Trump successfully called out NATO allies for not meeting their agreed financial commitments to the alliance and got them to pay more. Biden can now capitalize on such increased expenditures and demand more cooperation in opposing Russia's Nord Stream program and confronting Putin's hybrid warfare directed against Russia's neighbors (including NATO members), eager to escape Russian influence. Democrats claimed Trump was sympathetic to Putin; Biden is positioned now to govern differently toward Putin and elicit stronger NATO cooperation in confronting Putinism.

Trump turned the country's attention to Chinese unfair trade practices, intellectual property theft, and manipulation of the WHO. Biden can now add traditional American values and concerns over Chinese human rights abuses, openness, authoritarianism, adherence to international institutions and intellectual property law, and develop a bipartisan strategy to contain Chinese expansionism and predatory commercialization.

Tailored environmental policies could aid U.S. businesses and isolate China's horrendous environment policies and predatory commercial practices while serving Biden's new national security priority of addressing Chinese authoritarianism. Biden is now positioned to sign the Paris Climate Accord if China does the same as well as advance -- and sell -- more serious clean energy solutions, such as next-generation, advanced (and safer), American solid-fuel nuclear systems.

Only Nixon could go to China. Only Trump could bludgeon NATO allies to pay more for their security, turn the country away from endless wars so quickly, and flip U.S. China policy 180 degrees. Only Biden can advance nuclear modernization in an era of fiscal hardship; leverage a stronger NATO to confront Putinism; end (not slow) the Iranian nuclear program; build a consensus to address Chinese anti-liberalism; challenge tech companies to do for Latin America what they did for communist China; and advance economic and social justice by advancing free-enterprise, liberal democratic, rule-of-law governance worldwide.

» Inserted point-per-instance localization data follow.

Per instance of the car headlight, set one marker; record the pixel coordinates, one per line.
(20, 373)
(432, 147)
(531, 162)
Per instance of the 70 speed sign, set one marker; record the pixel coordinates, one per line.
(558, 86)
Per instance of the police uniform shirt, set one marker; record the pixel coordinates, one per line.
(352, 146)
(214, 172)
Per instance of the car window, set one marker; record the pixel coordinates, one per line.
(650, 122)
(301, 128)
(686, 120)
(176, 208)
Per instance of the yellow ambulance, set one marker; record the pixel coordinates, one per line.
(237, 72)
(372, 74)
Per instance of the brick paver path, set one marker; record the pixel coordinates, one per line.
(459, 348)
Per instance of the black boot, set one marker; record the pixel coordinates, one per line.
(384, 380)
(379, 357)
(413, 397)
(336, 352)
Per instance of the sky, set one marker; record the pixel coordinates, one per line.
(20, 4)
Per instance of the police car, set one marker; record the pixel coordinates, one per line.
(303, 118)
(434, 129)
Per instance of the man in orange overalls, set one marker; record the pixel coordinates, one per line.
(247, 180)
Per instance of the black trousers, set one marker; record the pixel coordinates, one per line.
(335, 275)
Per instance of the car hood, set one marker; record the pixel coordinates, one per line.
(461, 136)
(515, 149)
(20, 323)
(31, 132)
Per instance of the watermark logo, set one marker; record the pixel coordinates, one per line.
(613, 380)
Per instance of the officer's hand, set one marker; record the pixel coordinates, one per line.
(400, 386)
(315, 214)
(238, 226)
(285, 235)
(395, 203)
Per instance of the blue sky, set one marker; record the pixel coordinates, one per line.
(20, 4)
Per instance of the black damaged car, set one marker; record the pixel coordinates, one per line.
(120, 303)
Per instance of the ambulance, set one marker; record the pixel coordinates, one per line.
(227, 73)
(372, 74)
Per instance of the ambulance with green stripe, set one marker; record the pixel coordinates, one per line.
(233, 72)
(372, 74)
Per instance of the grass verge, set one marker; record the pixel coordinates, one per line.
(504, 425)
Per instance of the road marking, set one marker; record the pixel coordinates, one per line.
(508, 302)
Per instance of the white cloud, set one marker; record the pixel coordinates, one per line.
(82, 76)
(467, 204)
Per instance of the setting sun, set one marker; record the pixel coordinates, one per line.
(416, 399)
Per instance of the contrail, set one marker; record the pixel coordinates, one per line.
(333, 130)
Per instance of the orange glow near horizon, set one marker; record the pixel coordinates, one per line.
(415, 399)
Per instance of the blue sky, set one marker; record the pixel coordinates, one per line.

Republican foreign policies proved unequivocally superior to democrat policies. The election was about COVID fears and the President as communicator; it most certainly was not a rejection of Trump's economic growth or foreign policy success. When democrats move away from republican foreign policy success in a childish knee jerk response to do the opposite of whatever Trump did, republicans learn that democrats continue to be unserious with foreign affairs and disinterested in unity.